Nur wenigen Regisseuren ist es geglückt, die französische Provinzatmosphäre klarer und schärfer einzufangen als Clouzot. Zwar ist der Film recht destruktiv, da er schonungslos menschliche Schwächen aufdeckt, doch er besticht bis zum Schluß durch seine präzise Figuren- und Milieuzeichnung, viele kriminalistische Schnörkel, eine dramatische Steigerung der Spannungselemente und ein hervorragendes Schauspielerensemble.

Als Meister nervenerregender Andeutung erwies sich Clouzot dann mit "La Salaire de la Peur" (Lohn der Angst, 1953). Zwar hatte er schon in seinen früheren Filmen seine illusionslose Einstellung zu erkennen gegeben, aber seine Schilderung einer erbarmungslos und übermächtig herannahenden Psychose, einer Furcht ohne Gnade, wuchs sich in "Lohn der Angst" zu einem Triumph ohnegleichen aus.

Die Geschichte von vier entgleisten Europäern, die in Las Piedras, einem gottvergessenen Kaff in Venezuela, vor sich hin vegetieren, bis ihnen endlich der Zufall durch einige in Brand geratene Ölquellen zu Hilfe kommt, avancierte zu einem Klassiker des anspruchsvollen Spannungskinos.

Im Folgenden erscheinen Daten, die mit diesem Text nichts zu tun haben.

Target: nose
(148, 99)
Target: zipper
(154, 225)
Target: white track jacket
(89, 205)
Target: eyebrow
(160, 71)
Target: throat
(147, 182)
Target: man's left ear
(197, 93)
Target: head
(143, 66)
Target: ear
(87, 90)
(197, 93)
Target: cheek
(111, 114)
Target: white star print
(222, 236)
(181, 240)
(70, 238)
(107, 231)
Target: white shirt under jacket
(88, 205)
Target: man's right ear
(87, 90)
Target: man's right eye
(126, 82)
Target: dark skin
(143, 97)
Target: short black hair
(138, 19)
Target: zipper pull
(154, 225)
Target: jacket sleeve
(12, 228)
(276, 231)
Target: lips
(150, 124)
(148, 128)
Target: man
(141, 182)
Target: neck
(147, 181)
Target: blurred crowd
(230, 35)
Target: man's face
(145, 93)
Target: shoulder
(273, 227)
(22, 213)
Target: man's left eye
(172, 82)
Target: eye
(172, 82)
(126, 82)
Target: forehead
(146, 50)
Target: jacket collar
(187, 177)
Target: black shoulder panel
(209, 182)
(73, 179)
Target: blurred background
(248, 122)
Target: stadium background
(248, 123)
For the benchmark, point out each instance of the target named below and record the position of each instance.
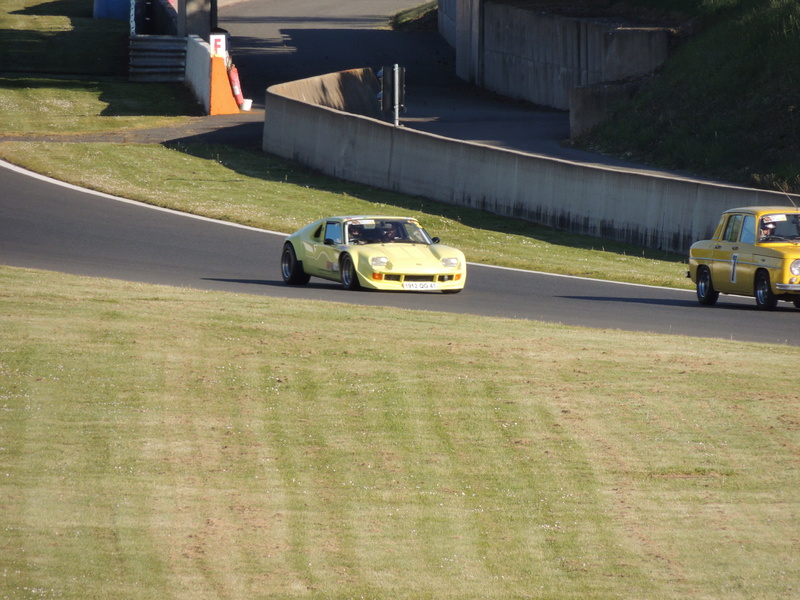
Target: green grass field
(168, 443)
(160, 442)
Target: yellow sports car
(755, 252)
(382, 253)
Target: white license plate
(419, 285)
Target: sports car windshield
(779, 228)
(373, 231)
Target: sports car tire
(706, 294)
(765, 297)
(291, 268)
(349, 275)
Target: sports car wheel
(291, 268)
(706, 294)
(765, 297)
(349, 275)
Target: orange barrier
(222, 101)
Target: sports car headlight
(450, 262)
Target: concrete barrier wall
(660, 212)
(446, 20)
(198, 70)
(540, 58)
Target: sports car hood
(413, 254)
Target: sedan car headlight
(450, 262)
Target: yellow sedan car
(373, 252)
(755, 252)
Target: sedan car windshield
(779, 227)
(371, 231)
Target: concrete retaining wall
(540, 58)
(661, 212)
(198, 70)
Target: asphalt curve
(45, 224)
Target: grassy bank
(184, 444)
(725, 105)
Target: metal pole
(396, 94)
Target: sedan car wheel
(349, 275)
(706, 294)
(291, 268)
(765, 298)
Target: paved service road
(45, 225)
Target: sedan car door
(732, 257)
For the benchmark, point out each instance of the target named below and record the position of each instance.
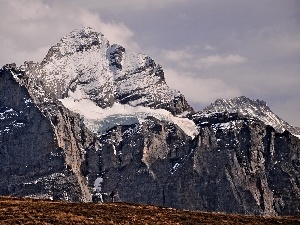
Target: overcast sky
(209, 49)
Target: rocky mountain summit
(252, 109)
(93, 119)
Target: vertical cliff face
(92, 119)
(247, 166)
(42, 143)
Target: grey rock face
(252, 109)
(238, 161)
(40, 144)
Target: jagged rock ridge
(254, 109)
(91, 119)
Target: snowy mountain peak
(85, 65)
(251, 108)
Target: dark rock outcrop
(237, 161)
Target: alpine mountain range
(92, 119)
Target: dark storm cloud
(209, 48)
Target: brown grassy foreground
(30, 211)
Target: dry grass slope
(30, 211)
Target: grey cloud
(223, 47)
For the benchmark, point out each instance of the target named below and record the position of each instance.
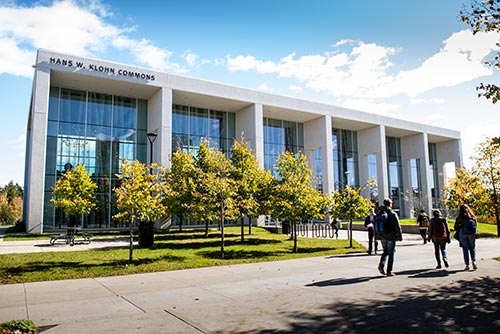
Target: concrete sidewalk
(338, 294)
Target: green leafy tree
(349, 204)
(488, 169)
(12, 191)
(74, 192)
(139, 195)
(466, 188)
(247, 175)
(215, 188)
(484, 16)
(181, 178)
(295, 196)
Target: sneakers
(381, 269)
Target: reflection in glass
(96, 130)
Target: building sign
(103, 69)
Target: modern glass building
(98, 113)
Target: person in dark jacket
(369, 222)
(388, 238)
(439, 233)
(466, 225)
(423, 224)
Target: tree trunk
(222, 231)
(242, 229)
(131, 243)
(294, 235)
(350, 233)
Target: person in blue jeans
(466, 225)
(439, 233)
(388, 236)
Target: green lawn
(172, 251)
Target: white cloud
(434, 100)
(295, 89)
(435, 117)
(472, 136)
(460, 60)
(72, 26)
(193, 60)
(365, 70)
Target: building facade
(97, 112)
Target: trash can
(285, 227)
(146, 234)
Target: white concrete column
(448, 151)
(372, 141)
(160, 122)
(35, 153)
(415, 147)
(250, 122)
(318, 135)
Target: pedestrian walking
(388, 231)
(439, 233)
(423, 224)
(466, 226)
(369, 224)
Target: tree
(12, 191)
(466, 188)
(74, 192)
(139, 195)
(216, 189)
(6, 216)
(296, 197)
(247, 175)
(181, 178)
(488, 169)
(484, 16)
(349, 204)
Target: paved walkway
(336, 294)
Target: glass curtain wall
(394, 168)
(281, 136)
(372, 174)
(433, 175)
(416, 185)
(99, 131)
(192, 125)
(345, 158)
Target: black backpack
(439, 229)
(424, 222)
(469, 226)
(382, 223)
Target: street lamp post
(151, 137)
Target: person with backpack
(369, 224)
(439, 233)
(423, 224)
(388, 231)
(466, 226)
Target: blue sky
(411, 60)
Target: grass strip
(173, 251)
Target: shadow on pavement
(344, 281)
(463, 307)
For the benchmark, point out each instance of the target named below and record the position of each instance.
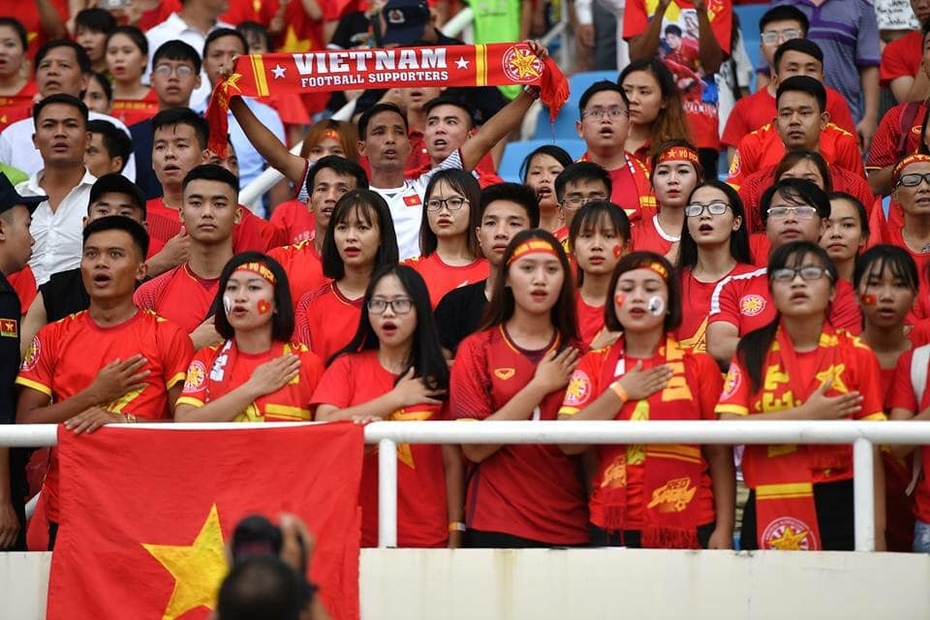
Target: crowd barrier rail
(863, 436)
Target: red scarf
(671, 473)
(453, 65)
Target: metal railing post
(387, 494)
(864, 494)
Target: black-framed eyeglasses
(401, 305)
(453, 204)
(807, 272)
(714, 208)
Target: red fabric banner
(145, 513)
(496, 64)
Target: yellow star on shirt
(523, 63)
(836, 373)
(198, 569)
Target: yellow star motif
(789, 540)
(836, 373)
(523, 63)
(198, 569)
(404, 453)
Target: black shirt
(459, 314)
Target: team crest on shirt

Clouzot zeigte in seinem schockierenden Drama menschlicher Angst und Erniedrigung, daß der Mensch, mag er noch so verkommen sein, in dem Augenblick, da er sich gegen sein Schicksal aufbäumt, sich eine Größe verdient, die ihm bis dahin nicht vergönnt war. Und er zeigte, wie seine Helden, sentimentale Zyniker und weichherzige Rüpel - von Yves Montand, Charles Vanel, Peter van Eyck und Folco Lulli mit einer seltenen Intensität dargestellt - diesen Kampf um ihre verlorene Würde aufnehmen, auch wenn ihre Chancen gleich null sind. Clouzot gewann auf der Berlinale 1953 für "Lohn der Angst" den Goldenen Bären und auf den Filmfestspielen von Cannes ebenfalls den Hauptpreis.

In seinem damals heftig umstrittenen Film "Les Diaboliques" (Die Teuflischen, 1954) schien Clouzot sich hingegen selbst übertreffen zu wollen. Auch hier malte er Angst und Schrecken aus, bis dem Publikum schier der Atem verging. Psychologisch hervorragend durchdacht war die Schilderung, wie zwei Frauen - ursprünglich einander feindlich gesonnen - durch den Haß zu einem Mann Mitverschworene werden und wie die betrogene Ehefrau (Vera Clouzot) und die attraktive Lehrerin (Simone Signoret), die Geliebte, den sadistischen Quälgeist eines tristen Landschulheims aus dem Weg räumen.

Was man auch über den schaurigen Inhalt und dessen schockierende Schlußpointe - die auf besonderes Ersuchen von der Kritik seinerzeit nicht verraten werden durfte - sagen mag, so erwies sich der Regisseur der "Teuflischen" als unübertroffener Meister des hintergründigen und beklemmenden Thrillers, der gerade aus seiner Gemächlichkeit und Detailfreudigkeit seine Hochspannung bezieht.

Seine letzten Filme drehte Clouzot Ende der fünfziger und in den sechziger Jahren. Darunter das Agentendrama "Les Espions" (Spione am Werk, 1957) mit Curd Jürgens, O. E. Hasse und Peter Ustinov in den Hauptrollen und "La Verité" (Die Wahrheit, (1960), die Geschichte eines Mordprozesses mit Brigitte Bardot und Charles Vanel. An die Qualität von "Lohn der Angst" und "Die Teuflischen" - deren Hollywood-Remakes übrigens nie die Bedeutung und Genialität der Originale erreichen konnten - reichten seine letzten Inszenierungen zwar nicht mehr heran, beim Publikum fanden sie dennoch besonderen Anklang.

Henri-Georges Clouzot verstarb am 12. Januar 1977 im Alter von 69 Jahren in Paris. Er wurde auf dem Cimetière de Montmartre beigesetzt, wo auch seine erste Ehefrau Vera Clouzot, die in einigen seiner Filme mitspielte, aber bereits mit 47 Jahren verstorben war, ihre letzte Ruhe gefunden hatte.